Le premier constat est que les « politiques » font mieux que les « non politiques » : les femmes représentent près de 30% de la première catégorie et seulement 17% de la seconde. Ce qui contredit la réponse traditionnelle des animateurs de ce genre d'émissions, qui renvoient aux partis la responsabilité de l'envoi de représentants trop souvent masculins : lorsqu'ils font appel à des « expert/e/s », c'est pire. En fait, les animateurs ne connaissent pas les expertes et ne font guère d'efforts pour les connaître ; ils consultent leur carnet d'adresses, qui ne se renouvelle guère. Il serait intéressant de regarder plus précisément, dans ces chiffres, combien de personnes différentes ont été invitées. On verrait à quel point le « panel » global des invité/e/s potentiel/le/s est restreint. D'où l'intérêt d'initiatives comme ces bases de données d'expertes auxquelles les journalistes de bonne volonté pourraient faire appel (2).
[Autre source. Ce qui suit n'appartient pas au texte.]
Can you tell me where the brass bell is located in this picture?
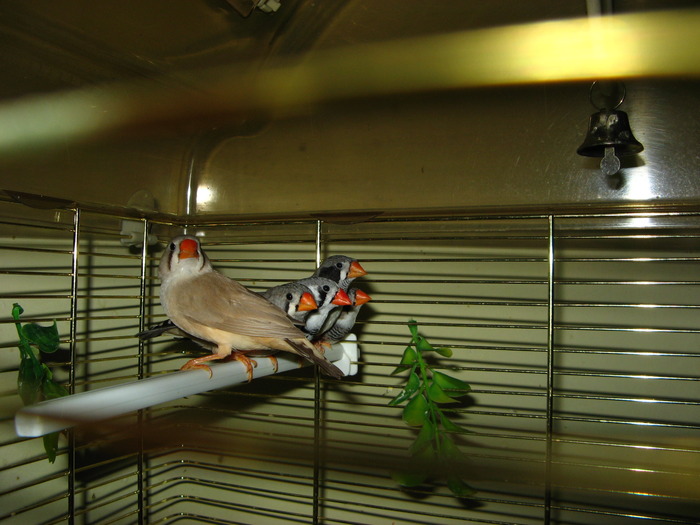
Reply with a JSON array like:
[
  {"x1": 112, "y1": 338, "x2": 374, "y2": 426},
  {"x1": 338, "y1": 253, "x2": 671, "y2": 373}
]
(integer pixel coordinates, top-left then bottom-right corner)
[
  {"x1": 576, "y1": 82, "x2": 644, "y2": 175},
  {"x1": 576, "y1": 109, "x2": 644, "y2": 157}
]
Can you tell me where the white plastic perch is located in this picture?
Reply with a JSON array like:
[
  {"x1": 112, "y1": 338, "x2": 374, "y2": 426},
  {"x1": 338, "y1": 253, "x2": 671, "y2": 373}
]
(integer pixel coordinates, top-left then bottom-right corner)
[{"x1": 15, "y1": 334, "x2": 359, "y2": 437}]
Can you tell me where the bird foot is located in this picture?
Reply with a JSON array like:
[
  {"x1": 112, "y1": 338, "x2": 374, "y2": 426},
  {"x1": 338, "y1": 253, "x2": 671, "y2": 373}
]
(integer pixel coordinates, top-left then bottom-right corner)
[
  {"x1": 225, "y1": 352, "x2": 258, "y2": 383},
  {"x1": 314, "y1": 341, "x2": 331, "y2": 354},
  {"x1": 180, "y1": 356, "x2": 213, "y2": 379}
]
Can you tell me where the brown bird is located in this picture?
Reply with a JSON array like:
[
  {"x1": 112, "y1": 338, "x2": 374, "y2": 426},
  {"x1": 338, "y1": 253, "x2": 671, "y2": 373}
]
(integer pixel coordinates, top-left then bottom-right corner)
[{"x1": 158, "y1": 235, "x2": 343, "y2": 381}]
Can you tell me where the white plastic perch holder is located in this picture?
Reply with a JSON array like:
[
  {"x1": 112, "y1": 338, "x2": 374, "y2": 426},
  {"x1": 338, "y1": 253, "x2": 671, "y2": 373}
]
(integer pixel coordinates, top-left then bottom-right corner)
[{"x1": 15, "y1": 334, "x2": 359, "y2": 437}]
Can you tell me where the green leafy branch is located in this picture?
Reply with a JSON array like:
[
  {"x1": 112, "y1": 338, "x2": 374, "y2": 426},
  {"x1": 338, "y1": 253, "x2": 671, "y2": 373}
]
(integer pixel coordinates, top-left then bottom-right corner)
[
  {"x1": 389, "y1": 320, "x2": 476, "y2": 498},
  {"x1": 12, "y1": 303, "x2": 68, "y2": 463}
]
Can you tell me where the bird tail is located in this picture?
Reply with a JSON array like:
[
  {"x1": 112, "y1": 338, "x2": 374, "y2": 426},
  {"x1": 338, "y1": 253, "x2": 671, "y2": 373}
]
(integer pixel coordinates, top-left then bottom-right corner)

Au-delà même des chiffres globaux, il est à remarquer qu'une majorité de femmes sur le plateau est une exception qui ne s'est produite qu'une seule fois (25 janvier, thème : Radicalisme : l'école est-elle une cause ou un remède ?). A une autre reprise, la parité était respectée (15 mars, sujets : cours de religion et concertation sociale). Tandis qu'à 7 reprises (sur 23 émissions), il n'y avait pas une seule femme. Dont le débat sur les pensions, où elles sont pourtant particulièrement concernées (et visées...) Et le contenu s'est ressenti de cette absence.
Si l'on regarde par parti politique, c'est le MR qui fait le moins bien, avec 20% de femmes (et que feraient-ils sans Marie-Christine Marghem !), derrière le PS avec 30%. Avec 41%, le CDH fait une moyenne honorable (l'effet Milquet ?), tandis qu'Ecolo-Groen, fidèe à sa réputation, atteint la quasi-parité (7 hommes et 6 femmes).
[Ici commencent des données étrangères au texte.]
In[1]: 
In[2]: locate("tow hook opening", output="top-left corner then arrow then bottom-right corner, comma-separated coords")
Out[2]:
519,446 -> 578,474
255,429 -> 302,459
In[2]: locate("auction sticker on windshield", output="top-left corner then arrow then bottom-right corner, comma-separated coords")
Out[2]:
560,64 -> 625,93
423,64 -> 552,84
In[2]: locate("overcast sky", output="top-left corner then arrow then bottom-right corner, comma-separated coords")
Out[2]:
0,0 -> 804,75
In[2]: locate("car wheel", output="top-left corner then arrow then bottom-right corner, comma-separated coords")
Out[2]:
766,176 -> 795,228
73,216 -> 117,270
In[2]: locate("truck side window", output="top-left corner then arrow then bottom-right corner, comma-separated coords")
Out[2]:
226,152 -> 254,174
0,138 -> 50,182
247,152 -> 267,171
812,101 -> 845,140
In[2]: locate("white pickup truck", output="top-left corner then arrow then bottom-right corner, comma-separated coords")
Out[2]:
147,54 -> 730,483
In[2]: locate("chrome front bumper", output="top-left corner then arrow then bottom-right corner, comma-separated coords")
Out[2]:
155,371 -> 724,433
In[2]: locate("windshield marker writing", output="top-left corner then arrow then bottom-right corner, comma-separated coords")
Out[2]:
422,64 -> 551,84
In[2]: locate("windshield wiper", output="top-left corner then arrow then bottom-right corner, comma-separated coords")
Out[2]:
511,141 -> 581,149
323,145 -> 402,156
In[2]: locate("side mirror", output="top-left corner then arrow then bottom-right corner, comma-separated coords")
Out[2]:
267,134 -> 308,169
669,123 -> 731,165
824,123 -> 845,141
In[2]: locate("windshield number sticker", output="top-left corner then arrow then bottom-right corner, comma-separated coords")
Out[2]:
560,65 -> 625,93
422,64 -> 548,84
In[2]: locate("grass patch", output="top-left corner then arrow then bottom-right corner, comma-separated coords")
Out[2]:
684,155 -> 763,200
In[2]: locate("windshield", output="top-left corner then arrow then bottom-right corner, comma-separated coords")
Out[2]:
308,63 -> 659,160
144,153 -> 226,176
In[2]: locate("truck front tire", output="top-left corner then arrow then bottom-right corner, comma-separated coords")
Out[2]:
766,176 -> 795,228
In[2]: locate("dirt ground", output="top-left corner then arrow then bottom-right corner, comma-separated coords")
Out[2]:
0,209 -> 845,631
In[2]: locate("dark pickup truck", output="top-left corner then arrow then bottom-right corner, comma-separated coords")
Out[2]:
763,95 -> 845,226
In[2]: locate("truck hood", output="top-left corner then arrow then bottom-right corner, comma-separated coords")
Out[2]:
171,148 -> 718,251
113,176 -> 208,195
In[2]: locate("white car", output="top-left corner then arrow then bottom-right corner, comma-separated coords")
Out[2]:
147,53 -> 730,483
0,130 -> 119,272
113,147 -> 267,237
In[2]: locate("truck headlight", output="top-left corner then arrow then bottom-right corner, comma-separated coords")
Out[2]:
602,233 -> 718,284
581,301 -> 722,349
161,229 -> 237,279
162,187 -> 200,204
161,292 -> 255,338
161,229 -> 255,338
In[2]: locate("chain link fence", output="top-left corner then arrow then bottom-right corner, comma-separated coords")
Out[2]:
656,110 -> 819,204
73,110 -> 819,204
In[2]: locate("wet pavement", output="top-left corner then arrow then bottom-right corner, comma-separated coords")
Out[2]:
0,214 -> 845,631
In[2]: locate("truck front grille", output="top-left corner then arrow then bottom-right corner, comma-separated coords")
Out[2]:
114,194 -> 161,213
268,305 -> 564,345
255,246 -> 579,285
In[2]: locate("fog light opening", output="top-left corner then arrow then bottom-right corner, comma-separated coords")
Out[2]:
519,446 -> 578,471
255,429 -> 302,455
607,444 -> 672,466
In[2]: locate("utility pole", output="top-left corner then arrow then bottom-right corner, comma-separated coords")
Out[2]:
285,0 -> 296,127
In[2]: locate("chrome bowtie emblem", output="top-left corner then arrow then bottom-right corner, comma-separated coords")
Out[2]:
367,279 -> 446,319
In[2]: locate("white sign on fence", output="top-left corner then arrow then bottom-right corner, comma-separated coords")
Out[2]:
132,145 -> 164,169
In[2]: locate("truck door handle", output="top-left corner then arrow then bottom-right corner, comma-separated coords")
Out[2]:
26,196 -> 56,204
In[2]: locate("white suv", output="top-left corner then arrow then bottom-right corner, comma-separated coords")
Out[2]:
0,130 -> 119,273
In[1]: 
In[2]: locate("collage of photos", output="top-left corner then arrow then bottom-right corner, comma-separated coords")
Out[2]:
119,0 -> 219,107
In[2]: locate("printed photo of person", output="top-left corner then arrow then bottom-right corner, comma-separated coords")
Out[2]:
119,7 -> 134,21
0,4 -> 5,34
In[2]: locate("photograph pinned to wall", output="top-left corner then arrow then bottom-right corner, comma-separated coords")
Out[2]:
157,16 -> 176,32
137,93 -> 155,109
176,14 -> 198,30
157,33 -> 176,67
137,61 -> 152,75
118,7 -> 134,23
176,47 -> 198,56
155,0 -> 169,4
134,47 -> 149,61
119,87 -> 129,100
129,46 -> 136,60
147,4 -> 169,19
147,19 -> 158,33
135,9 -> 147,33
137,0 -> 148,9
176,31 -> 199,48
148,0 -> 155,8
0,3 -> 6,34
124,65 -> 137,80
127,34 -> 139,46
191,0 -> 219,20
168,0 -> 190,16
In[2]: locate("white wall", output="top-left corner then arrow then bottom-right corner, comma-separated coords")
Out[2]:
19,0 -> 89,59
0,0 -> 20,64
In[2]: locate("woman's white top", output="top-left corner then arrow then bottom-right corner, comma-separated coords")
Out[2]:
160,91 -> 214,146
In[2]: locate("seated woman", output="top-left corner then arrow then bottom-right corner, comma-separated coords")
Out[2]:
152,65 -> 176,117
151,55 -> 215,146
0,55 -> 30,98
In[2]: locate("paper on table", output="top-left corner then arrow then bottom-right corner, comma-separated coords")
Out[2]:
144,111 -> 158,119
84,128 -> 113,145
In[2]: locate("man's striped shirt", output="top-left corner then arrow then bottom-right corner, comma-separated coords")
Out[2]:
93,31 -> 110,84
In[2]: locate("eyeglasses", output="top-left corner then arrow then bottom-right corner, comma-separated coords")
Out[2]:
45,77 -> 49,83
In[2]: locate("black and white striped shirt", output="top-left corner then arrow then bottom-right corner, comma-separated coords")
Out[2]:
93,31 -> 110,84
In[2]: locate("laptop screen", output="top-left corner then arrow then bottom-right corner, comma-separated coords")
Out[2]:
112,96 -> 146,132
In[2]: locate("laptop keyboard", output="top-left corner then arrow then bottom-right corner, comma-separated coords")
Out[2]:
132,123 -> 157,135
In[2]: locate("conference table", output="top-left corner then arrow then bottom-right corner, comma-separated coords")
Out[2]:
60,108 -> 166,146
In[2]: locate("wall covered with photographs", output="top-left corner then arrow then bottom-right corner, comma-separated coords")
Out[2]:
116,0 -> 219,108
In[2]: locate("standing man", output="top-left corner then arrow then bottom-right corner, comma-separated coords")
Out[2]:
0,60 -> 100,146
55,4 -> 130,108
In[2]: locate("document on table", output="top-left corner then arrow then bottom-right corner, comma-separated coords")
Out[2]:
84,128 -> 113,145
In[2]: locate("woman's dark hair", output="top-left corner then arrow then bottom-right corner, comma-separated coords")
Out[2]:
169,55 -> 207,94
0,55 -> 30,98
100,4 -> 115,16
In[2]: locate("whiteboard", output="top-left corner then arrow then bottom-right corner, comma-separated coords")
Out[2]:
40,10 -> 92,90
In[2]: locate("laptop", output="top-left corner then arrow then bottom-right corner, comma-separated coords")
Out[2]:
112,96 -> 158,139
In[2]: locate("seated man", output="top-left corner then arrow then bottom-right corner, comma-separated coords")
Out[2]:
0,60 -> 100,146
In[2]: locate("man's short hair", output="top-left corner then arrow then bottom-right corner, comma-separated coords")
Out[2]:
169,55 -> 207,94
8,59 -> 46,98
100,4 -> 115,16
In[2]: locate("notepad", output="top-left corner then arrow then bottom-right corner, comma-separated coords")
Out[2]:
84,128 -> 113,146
Les « autres partis » (dont les flamands) comptent 10 invités au total (ce qui paraît peu dans un débat démocratique...), dont une seule femme (CD&V).
On le constate : si les femmes forment « la moitié du ciel », elles sont encore très loin de la « moitié de l'écran » !
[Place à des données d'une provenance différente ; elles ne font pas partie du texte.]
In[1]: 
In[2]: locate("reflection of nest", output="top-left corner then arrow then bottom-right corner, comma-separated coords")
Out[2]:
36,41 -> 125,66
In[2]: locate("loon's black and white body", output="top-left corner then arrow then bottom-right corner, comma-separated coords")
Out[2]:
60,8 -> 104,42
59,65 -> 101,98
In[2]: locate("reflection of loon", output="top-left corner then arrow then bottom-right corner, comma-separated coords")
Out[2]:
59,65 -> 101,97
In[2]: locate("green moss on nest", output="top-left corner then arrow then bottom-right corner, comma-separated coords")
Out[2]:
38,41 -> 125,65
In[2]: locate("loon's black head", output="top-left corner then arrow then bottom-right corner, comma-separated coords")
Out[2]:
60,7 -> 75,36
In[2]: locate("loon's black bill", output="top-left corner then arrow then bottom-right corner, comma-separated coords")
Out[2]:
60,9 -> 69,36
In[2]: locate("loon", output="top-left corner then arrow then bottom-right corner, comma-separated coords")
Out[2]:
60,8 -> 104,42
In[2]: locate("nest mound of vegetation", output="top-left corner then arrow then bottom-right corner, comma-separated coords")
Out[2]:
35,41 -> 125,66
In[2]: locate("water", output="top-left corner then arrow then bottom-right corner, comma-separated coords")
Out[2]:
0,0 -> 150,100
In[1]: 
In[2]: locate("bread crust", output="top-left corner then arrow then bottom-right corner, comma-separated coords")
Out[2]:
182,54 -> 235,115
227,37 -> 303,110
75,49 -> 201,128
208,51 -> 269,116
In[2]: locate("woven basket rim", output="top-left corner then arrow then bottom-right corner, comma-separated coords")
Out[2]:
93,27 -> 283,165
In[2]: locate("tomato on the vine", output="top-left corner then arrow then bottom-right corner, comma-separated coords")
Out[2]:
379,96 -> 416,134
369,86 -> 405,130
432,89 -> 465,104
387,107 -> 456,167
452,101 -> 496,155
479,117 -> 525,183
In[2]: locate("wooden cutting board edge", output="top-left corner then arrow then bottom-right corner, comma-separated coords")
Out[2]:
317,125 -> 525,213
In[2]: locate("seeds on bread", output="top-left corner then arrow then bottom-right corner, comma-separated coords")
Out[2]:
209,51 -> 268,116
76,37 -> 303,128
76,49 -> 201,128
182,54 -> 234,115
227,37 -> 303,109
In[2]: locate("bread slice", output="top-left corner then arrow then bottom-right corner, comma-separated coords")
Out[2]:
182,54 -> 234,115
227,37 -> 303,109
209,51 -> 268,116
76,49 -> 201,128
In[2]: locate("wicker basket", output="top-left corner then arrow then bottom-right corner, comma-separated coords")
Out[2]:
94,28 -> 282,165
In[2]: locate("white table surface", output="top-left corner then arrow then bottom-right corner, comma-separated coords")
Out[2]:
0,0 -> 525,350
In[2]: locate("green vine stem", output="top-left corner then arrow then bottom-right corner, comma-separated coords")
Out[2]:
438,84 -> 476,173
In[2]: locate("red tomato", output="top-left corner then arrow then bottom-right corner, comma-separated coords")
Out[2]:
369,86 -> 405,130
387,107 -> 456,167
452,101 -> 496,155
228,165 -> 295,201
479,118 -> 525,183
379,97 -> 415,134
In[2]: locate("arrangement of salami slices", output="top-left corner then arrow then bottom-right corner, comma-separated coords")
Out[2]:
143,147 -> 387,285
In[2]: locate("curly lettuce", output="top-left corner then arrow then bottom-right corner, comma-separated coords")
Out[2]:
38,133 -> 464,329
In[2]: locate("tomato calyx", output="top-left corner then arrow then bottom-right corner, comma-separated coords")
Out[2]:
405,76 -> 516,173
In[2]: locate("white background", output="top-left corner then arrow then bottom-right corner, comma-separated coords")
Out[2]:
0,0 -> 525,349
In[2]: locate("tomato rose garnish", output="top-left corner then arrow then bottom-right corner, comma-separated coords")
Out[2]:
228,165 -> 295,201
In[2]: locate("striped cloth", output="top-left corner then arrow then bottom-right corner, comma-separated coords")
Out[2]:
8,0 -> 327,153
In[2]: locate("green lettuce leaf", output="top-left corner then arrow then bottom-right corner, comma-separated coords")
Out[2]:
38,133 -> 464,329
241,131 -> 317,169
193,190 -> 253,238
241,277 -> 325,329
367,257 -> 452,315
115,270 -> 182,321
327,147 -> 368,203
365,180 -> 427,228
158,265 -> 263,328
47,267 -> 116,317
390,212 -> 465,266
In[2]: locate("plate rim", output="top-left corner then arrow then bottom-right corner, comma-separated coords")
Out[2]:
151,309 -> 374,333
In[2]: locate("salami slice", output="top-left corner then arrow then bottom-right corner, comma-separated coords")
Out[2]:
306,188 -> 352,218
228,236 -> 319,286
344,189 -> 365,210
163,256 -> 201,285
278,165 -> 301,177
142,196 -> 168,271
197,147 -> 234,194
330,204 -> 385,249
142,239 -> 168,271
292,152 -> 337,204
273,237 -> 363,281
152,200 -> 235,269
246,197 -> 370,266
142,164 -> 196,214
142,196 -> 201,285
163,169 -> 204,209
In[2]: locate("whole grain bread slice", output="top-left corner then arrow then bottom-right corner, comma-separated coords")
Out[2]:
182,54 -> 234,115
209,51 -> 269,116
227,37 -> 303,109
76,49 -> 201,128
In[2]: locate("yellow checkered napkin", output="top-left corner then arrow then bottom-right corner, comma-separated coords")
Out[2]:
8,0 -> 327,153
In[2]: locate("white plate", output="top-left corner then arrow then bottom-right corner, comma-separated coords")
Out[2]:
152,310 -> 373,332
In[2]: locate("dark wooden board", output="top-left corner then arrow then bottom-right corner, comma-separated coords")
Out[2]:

(1) L'émission mériterait aussi d'être revue du point de vue de la diversité, mais je laisse cela à d'autres.
(2) Une telle base récemment constituée est proposée aux médias en France. En Belgique il existe bien Vega, mais elle devrait être revue. Le CFFB travaillerait sur de nouvelles listes.
(3) Ces données ont été prises au vol, il se peut qu'il y ait l'une ou l'autre erreur ou une différence d'une ou deux unités pour certaines données. Mais globalement, le constat est bien celui d'une sous-représentation systématique des femmes.